# Stars Dessert-does anyone own this one?



## w.debord (Mar 6, 2001)

It's written by Emily L. (she also did 4-star desserts)....from Stars restaurant. I like her second book 4-star desserts and was thinking about ordering a copy of the first. Any opinions?


----------



## suzanne (May 26, 2001)

WdeB: I don't have the books (saw 4-star when it first came out, though), but I know Emily Luchetti a little, from Women Chefs and Restaurateurs. She was president some years back. Anyway, she kind of strikes me as the Sara Moulton of the pastry side -- really solid work, great teacher, and just an all-around nice person. Don't know if this helps you, but I thought I'd pass it along.


----------



## w.debord (Mar 6, 2001)

Cool, she does really nice work.......nice to hear someone I admire (professionally) is worth admiration.


----------



## bouland (May 18, 2001)

My wife uses the book and everything seems to work just fine.


----------



## depstein (Mar 8, 2001)

I love the Stars Desserts cookbook.

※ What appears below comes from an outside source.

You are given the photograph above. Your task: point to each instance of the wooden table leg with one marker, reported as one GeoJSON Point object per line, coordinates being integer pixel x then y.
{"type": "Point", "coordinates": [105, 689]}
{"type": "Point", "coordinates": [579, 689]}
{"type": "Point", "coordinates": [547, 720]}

I am only an amateur chef (although an expert eater), and this is one of my favorite cookbooks. You will not be dissapointed. The recipe for lemon squares is priceless (and easy). I had a hard time finding this book, so if you can get a hold of it, I would jump on it.


----------



## karen page (Jul 11, 2003)

It's a tough one to find (it may be out of print), so if you see it, grab it! It's an extraordinary book well-loved by many professionals.

And keep your eye out for a new book by Emily over the next year or two -- this time on ice cream!

Cheers,
Andrew & Karen


----------



## angrychef (Jan 15, 2001)

I love this book, one of my first ever pastry books. My lemon bar recipe is actually based on her recipe, and she has other great ideas. Very simple and straightforward.


----------